Critics argue that adding low-yield warheads to the world's nuclear inventory simply makes their eventual use more likely. In fact, a 1994 law currently prohibits the nuclear laboratories from undertaking research and development that could lead to a precision nuclear weapon of less than 5 kilotons (KT), because "low-yield nuclear weapons blur the distinction between nuclear and conventional war." Last year, Senate Republicans John Warner (R-VA) and Wayne Allard (R-CO) buried a small provision in the 2001 Defense Authorization Bill that would have overturned these earlier restrictions. Although the language in the final Act was watered down, the Energy and Defense Departments are still required to undertake a study of low-yield nuclear weapons that could penetrate deep into the earth before detonating so as to "threaten hard and deeply buried targets." Legislation for long-term research and actual development of low-yield nuclear weapons will almost certainly be proposed again in the current session of Congress.

Senators Warner and Allard imagine these nuclear weapons could be used in small-scale conventional conflicts against rogue dictators, while leaving most of the civilian population untouched.
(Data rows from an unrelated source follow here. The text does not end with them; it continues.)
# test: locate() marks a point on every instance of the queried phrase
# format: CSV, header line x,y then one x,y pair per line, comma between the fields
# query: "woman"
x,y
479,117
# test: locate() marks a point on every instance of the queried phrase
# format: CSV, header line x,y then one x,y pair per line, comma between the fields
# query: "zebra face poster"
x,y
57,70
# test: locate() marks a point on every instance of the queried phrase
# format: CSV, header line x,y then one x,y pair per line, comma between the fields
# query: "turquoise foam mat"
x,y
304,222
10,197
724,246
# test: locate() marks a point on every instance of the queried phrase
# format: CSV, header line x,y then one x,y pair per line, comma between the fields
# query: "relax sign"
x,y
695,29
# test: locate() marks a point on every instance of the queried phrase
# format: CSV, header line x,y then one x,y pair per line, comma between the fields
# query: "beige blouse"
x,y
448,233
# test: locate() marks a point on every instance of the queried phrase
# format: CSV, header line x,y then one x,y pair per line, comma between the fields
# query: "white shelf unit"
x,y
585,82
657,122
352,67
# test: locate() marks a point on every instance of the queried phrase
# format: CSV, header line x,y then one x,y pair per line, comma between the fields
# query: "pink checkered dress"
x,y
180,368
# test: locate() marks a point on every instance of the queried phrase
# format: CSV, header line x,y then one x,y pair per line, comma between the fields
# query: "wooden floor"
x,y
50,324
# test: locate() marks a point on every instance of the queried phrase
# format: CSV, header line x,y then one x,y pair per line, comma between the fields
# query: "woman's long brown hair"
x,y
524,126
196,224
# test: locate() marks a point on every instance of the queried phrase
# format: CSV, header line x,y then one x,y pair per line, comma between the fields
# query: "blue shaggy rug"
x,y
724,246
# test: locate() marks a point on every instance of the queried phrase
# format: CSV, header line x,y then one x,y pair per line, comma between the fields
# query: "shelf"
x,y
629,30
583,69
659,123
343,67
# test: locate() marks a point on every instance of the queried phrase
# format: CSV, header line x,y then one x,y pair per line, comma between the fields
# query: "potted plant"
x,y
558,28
As one anonymous former Pentagon official put it to the Washington Post last spring, "What's needed now is something that can threaten a bunker tunneled under 300 meters of granite without killing the surrounding civilian population."

Statements like these promote the illusion that nuclear weapons could be used in ways which minimize their "collateral damage," making them acceptable tools to be used like conventional weapons.



Fig. 4 The 100 KT Sedan nuclear explosion, one of the Plowshares excavation tests, was buried at a depth of 635 feet. The main cloud and base surge are typical of shallow-buried nuclear explosions. The cloud is highly contaminated with radioactive dust particles and produces an intense local fallout.